Così si guardano i modelli della religiosità cristiana come modelli da imitare e da ripulire della loro scoria trascendente, superstiziosa e fideistica, cosa che inspiegabilmente non è ancora riuscita alla società secolarizzata di oggi. La quale invece sembra, con il berlusconismo, imitarne gli aspetti più esteriori ed esecrabili.
La lotta è dunque lunga, ma i suoi cultori non demordono, impegnandosi per la verità più a dissacrare che a ragionare, più ad insinuare il dubbio che a ricercare spunti per illuminare e capire la storia. Con nauseante ridondanza si afferma la propria incapacità di cogliere verità, si sbeffeggiano le certezze troppo simili a regolette che dovrebbero semplificare la storia, si ostentano dubbi e sospetti, più che domande, dietro ai quali poi si nascondono giudizi caustici e dogmatici su uomini, religione e politica.

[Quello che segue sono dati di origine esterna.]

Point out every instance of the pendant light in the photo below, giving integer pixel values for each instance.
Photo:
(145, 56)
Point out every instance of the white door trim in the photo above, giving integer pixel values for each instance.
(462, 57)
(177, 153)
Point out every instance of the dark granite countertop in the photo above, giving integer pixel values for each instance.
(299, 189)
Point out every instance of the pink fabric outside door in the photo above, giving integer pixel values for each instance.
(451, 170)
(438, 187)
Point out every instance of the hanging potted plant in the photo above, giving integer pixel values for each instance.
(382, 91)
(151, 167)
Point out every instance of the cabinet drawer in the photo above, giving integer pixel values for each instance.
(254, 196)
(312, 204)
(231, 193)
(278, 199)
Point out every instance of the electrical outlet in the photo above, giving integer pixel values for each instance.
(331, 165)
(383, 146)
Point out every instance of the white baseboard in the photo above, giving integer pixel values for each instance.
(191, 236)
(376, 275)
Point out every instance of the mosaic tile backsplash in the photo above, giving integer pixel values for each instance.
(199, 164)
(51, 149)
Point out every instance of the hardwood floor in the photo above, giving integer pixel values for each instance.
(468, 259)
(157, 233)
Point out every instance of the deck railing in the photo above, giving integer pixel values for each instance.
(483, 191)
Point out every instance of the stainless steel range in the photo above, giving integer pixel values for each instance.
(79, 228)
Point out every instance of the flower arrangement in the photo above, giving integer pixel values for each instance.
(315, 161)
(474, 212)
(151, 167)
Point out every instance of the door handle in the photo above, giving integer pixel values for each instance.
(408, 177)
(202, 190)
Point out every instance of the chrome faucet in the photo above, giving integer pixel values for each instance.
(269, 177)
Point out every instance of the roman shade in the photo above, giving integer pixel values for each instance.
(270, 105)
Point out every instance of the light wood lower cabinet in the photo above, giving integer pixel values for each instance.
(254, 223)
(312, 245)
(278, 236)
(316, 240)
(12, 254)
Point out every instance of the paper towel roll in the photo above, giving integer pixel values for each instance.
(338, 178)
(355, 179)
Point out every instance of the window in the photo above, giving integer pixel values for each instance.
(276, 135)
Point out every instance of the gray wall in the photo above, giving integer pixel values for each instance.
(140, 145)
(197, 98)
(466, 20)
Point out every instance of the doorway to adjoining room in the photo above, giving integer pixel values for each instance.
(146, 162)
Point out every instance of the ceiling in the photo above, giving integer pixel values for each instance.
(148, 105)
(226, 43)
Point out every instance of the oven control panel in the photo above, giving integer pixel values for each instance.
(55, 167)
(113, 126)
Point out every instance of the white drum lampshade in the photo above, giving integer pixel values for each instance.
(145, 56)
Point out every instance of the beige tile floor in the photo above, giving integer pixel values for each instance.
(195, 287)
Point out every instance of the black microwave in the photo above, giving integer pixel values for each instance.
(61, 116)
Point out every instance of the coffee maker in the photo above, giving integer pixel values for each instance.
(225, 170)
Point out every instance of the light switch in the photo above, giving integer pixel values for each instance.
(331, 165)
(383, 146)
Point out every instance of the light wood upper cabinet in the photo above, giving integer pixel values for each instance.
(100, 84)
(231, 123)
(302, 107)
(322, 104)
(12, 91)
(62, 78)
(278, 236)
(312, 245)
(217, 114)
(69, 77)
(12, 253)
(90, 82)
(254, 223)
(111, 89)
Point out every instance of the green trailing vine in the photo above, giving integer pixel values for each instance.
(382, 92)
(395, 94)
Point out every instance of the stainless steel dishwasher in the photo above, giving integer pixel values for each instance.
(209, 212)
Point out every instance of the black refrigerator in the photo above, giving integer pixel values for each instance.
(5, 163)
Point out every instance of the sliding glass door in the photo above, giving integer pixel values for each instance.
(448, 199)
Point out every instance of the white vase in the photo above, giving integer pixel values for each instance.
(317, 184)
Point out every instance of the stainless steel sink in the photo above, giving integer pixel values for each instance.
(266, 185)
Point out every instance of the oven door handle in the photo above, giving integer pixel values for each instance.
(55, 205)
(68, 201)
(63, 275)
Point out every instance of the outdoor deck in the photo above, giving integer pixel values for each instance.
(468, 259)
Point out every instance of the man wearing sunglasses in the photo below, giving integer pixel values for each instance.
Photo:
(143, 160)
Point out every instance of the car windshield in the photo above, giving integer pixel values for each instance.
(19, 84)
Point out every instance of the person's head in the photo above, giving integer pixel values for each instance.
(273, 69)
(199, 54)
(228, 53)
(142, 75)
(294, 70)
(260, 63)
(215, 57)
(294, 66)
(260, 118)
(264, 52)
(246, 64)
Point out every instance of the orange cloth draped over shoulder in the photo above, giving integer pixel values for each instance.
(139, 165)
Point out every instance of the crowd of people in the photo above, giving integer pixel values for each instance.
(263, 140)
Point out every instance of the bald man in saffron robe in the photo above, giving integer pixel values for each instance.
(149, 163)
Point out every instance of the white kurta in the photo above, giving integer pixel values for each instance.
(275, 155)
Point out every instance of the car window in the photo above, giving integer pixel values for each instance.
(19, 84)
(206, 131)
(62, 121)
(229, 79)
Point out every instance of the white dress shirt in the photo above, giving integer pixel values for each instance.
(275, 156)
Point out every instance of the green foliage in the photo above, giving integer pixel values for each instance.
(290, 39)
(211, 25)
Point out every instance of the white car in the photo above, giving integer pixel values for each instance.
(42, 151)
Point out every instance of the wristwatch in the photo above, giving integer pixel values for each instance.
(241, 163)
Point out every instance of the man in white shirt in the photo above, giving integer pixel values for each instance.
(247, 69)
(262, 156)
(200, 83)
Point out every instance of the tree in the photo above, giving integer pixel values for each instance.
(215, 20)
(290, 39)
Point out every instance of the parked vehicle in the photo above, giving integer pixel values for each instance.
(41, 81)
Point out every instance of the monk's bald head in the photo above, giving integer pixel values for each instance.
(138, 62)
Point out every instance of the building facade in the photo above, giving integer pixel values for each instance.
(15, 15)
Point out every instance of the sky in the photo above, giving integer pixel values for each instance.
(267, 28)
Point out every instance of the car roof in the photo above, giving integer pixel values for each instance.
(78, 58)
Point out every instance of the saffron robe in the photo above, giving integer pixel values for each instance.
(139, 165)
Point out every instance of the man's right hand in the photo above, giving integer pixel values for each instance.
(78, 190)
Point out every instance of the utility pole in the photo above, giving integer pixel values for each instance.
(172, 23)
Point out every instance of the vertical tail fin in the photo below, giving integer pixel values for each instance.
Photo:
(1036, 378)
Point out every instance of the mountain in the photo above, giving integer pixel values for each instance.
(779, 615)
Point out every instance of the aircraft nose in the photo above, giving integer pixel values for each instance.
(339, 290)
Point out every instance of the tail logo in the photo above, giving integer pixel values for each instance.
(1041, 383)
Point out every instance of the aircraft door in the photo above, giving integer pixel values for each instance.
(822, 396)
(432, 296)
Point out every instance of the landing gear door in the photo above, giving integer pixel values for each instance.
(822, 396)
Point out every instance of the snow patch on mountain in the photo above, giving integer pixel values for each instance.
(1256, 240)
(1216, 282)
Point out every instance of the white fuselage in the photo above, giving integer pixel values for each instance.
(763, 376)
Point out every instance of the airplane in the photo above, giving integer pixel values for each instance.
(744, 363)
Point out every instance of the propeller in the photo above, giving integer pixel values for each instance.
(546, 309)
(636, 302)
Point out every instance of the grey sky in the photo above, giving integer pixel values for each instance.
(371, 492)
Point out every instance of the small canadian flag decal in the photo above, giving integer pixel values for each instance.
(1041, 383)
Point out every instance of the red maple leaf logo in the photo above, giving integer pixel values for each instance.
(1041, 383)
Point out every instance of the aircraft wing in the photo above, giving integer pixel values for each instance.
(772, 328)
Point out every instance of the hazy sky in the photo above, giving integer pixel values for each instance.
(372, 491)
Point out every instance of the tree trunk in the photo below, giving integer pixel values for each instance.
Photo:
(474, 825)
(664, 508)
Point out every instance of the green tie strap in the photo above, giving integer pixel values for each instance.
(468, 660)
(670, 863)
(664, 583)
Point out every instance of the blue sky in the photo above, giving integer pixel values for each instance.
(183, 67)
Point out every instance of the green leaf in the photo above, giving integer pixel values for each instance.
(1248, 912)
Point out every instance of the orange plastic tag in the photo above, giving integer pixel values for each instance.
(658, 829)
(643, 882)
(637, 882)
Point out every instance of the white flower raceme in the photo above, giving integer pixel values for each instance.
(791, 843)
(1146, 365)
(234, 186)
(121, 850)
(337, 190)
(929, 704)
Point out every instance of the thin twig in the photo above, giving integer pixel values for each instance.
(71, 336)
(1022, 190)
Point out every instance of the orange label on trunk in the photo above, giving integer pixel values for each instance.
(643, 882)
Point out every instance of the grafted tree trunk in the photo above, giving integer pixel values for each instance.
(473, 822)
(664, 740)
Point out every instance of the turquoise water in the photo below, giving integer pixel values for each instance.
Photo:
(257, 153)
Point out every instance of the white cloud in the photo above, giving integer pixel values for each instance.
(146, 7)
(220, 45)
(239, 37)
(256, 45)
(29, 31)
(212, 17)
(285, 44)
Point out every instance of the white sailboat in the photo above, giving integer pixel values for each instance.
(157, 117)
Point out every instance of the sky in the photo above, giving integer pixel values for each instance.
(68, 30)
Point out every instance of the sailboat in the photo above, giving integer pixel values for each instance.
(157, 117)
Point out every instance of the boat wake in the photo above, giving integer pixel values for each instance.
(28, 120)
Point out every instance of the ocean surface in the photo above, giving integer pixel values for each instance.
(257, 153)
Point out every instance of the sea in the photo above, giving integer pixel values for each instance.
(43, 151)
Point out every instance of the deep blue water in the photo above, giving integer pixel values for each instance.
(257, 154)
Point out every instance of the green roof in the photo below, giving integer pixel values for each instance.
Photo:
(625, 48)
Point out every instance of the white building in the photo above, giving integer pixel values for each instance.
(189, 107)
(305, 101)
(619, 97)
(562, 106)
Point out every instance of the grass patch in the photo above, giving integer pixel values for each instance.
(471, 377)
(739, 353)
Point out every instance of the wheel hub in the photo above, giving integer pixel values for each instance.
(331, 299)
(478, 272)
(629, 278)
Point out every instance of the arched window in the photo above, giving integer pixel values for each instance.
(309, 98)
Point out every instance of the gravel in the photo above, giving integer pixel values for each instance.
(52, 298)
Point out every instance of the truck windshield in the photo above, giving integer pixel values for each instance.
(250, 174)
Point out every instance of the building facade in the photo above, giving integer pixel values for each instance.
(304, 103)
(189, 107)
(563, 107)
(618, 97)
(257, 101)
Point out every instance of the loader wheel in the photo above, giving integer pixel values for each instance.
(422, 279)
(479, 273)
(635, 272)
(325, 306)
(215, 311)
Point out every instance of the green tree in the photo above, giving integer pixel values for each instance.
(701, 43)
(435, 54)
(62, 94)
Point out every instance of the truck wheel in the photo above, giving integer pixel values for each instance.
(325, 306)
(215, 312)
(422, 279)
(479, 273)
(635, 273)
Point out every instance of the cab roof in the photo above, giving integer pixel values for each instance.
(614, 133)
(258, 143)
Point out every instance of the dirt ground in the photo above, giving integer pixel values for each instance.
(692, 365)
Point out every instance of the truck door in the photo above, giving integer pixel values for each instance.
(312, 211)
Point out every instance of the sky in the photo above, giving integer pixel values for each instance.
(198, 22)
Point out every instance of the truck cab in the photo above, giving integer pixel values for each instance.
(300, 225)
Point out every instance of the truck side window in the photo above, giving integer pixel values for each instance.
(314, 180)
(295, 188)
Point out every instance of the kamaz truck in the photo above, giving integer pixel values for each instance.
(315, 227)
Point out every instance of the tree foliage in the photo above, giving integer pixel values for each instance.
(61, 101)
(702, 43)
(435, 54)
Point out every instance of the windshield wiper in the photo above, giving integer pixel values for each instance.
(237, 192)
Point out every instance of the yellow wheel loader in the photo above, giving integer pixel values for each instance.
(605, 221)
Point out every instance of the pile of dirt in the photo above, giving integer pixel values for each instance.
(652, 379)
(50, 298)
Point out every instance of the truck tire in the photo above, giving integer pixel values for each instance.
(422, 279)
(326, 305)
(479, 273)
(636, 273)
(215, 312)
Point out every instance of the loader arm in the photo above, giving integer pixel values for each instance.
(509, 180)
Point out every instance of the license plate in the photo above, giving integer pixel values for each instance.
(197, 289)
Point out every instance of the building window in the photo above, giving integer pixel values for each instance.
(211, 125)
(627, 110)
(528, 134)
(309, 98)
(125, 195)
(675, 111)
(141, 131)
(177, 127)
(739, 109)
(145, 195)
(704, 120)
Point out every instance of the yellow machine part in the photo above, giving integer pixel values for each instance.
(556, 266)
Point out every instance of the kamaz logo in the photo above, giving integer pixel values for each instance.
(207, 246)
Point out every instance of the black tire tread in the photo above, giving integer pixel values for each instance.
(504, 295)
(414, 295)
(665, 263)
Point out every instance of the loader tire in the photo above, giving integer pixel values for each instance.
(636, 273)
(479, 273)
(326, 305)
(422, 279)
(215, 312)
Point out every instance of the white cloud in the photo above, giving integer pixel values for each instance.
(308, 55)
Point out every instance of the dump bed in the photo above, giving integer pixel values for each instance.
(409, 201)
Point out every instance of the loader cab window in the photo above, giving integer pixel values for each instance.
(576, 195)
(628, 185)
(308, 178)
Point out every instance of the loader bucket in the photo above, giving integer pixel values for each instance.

A questo punto nasce spontanea una considerazione sul punto di domanda a fianco del titolo “Magistra vitae?”: se la storia non è maestra, l’alunno in fondo ha diritto all’autoapprendimento. E’ significativo che in questa foga distruttiva la prima vittima sia appunto la storia, nella sua specifica struttura epistemologica. Lo stesso Luzzato ammette di provare un senso di smarrimento e di oscurità che rende fosche le sue stesse tesi interpretative, cosa che non stupisce giacché si sostiene che solo chi è istintivamente nemico ed estraneo ad un evento, lo possa studiare con onestà intellettuale.

“(questa prospettiva) è tenebrosa perché alcune delle cose che io dico non le ho capite neanch’io, cioè. credo che lo storico abbia il dovere di cercare di porre delle domande e dare delle risposte, ma il primo dovere dello storico è quello di complicare le cose, starei per dire confondere le idee (…) Non è un caso che personalmente mi capiti molto più.”

Al contrario, l’esercizio proprio di ogni lettore di storia, oltre che dello studioso, è quello di immedesimarsi, simpatizzare, penetrare (entrare dentro) l’evento, sforzandosi di superare ogni barriera, compresa quella, a volte così complessa ma per questo ancor più affascinante, del tempo.

Ma questa, forse, è un’altra storia.